今日はチーズを美味しく食べるために開発された、まさにチーズのためのジャム「レ・フォリ・フロマージュ」の魅力と楽しみ方をご紹介します。

日本でもチーズを楽しむ方が増えてきましたが、チーズのしょっぱさが気になるという方もいらっしゃるかも知れません。塩はチーズにとってとても重要で、塩を使わないとチーズはできないのですが、そのしょっぱさを和らげるために甘いものと組合わせることがあります。
例えばチーズの上に一粒レーズンを乗せたり、ナッツ類やドライいちじくと合わせたり、ブルーチーズに甘口のワインというのも定番の組み合わせです。
最近ひそかなブームなのがはちみつを合わせる食べ方。はちみつをさっとチーズに塗って食べるとチーズが美味しくなりますよ。
そして今回ご紹介するのが、チーズにジャムを添えて食べる、という楽しみ方です。

実は、フランスのスペインとの国境に位置するピレネー地方には、羊のチーズにブラックチェリーのジャムを合わせる食べ方が昔からありました。そこピレネーで、そのブラックチェリージャムにリコリス等のスパイスを加え、チーズをさらに美味しく食べるために生まれたのが「レ・フォリ・フロマージュ」なのです。
では、ジャムとチーズの組合せをご試食いただきながらご紹介しましょう。




★「ロックフォールチーズ」と
「3種のスパイス(ジンジャー、クローブ、シナモン)入りマルメロとりんごのジャム」
●ロックフォールチーズ
フランスには原産地や製法を細かく規定して伝統のチーズを守る「AOC制度(原産地統制呼称)」がありますが、その認定第1号がこのチーズです。南仏モンペリエから車で北へ1時間ほどのロックフォール村で作られる世界3大ブルーチーズのひとつです。歴代のフランス国王が好んだことから「王様のチーズであり、チーズの王様である」とも。
塩分を強く感じるので、無塩バターと合わせて薄いトーストに塗るのは私のお薦めの食べ方です。
また貴腐ワインのソーテルヌと合わせるのも最高の贅沢ですが、ぜひチーズマニアに合わせてみてください。
ロックフォールの個性的で強い風味に合わせるのは、 3種のスパイス(ジンジャー、クローブ、シナモン)が入ったスパイシーなジャム。マルメロの甘さがチーズのしょっぱさとうまくからみあい、クセも和らぎます。

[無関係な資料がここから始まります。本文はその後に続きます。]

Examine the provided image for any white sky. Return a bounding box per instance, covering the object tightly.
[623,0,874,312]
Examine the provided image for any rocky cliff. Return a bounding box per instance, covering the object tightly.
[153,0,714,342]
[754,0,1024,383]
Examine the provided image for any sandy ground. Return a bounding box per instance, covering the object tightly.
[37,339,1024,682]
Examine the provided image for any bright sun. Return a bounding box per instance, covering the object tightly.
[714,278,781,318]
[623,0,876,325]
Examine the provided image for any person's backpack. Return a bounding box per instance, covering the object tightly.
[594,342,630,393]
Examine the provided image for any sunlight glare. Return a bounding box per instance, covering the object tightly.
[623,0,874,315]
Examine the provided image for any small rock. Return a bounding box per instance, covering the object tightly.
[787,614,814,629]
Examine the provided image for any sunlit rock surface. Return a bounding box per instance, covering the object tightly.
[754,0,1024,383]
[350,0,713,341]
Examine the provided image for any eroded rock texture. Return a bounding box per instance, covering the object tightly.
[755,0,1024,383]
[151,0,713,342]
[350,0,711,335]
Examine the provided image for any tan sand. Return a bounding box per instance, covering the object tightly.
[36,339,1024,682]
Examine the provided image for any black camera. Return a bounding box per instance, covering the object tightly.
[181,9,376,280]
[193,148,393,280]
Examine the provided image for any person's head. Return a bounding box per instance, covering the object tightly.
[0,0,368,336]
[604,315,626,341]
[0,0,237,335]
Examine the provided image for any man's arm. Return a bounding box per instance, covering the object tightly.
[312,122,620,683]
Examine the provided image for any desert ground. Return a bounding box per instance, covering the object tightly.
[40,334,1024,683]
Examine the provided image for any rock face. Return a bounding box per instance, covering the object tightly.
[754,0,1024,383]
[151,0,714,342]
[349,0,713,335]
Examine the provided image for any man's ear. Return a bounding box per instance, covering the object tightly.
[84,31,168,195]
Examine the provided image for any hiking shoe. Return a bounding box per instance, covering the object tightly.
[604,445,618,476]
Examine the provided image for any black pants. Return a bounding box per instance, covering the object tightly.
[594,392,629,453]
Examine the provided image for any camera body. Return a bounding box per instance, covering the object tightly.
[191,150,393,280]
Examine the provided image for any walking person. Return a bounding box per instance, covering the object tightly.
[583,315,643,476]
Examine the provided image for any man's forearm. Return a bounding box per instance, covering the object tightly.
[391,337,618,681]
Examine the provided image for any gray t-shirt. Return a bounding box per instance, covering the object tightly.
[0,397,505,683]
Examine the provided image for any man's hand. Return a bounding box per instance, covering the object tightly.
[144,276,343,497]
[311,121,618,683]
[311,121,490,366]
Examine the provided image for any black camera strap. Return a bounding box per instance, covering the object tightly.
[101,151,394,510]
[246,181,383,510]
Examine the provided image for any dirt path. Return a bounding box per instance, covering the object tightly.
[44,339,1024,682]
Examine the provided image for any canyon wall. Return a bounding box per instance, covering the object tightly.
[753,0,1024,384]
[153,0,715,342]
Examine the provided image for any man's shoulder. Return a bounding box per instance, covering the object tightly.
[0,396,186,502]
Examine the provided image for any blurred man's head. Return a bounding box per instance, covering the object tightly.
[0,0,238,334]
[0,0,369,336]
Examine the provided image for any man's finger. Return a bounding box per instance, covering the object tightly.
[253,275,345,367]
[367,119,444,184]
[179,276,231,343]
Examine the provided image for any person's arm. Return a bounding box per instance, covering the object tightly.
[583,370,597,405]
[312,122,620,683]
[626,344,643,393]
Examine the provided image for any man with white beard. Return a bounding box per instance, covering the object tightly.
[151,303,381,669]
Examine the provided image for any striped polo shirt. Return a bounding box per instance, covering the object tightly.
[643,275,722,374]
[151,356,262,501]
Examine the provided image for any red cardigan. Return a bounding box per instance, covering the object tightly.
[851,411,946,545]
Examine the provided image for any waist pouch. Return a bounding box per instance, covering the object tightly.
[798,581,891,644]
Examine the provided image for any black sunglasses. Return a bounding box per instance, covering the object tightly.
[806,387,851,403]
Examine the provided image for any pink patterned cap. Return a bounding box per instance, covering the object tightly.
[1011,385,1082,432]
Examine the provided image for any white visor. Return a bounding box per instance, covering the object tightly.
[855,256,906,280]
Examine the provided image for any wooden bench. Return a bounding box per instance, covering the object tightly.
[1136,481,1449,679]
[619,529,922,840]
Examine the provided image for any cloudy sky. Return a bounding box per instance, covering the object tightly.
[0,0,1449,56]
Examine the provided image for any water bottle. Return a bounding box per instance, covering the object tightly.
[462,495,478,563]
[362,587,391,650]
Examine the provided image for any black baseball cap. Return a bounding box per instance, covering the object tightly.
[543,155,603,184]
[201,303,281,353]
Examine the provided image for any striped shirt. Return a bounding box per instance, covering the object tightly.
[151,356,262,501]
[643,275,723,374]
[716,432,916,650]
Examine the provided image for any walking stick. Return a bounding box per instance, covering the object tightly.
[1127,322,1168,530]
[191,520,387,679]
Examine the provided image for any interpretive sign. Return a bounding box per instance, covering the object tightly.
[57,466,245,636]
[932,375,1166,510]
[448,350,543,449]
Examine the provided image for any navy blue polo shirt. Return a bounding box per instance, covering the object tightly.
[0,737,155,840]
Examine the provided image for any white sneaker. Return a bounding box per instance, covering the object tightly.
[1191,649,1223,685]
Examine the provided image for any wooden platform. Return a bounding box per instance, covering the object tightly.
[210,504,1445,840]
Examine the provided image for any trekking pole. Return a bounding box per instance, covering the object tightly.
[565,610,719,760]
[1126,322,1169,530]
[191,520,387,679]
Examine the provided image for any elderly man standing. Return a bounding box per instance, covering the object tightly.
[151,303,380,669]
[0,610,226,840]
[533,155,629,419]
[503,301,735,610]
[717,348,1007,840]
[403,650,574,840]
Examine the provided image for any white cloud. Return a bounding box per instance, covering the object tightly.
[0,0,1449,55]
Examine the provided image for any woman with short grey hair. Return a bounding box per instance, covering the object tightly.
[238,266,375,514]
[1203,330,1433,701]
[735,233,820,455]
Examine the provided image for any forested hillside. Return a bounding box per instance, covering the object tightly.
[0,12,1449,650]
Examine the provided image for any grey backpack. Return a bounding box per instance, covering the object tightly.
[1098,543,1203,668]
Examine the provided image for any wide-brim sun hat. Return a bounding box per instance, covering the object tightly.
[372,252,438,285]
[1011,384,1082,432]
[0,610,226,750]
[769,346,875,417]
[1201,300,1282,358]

★「アベイ・ド・ベロック」と「リコリス風味のブラックチェリージャム」
●アベイ・ド・ベロック
アベイとは大修道院のことで、昔から修道院でつくられている羊乳製チーズです。6ヵ月以上の熟成により羊のミルクの旨味が凝縮し、濃厚な味わいが特徴です。
ピレネー地方に昔から伝わる羊のチーズにブラックチェリーのジャムを添える伝統に想いを馳せながらいただくと、味わいもひとしお。また、羊乳製のチーズに限らず、ナッティな風味の硬質チーズ・コンテとの組合わせもおすすめ。
ロックフォールの個性的で強い風味に合わせるのは、 3種のスパイス(ジンジャー、クローブ、シナモン)が入ったスパイシーなジャム。マルメロの甘さがチーズのしょっぱさとうまくからみあい、クセも和らぎます。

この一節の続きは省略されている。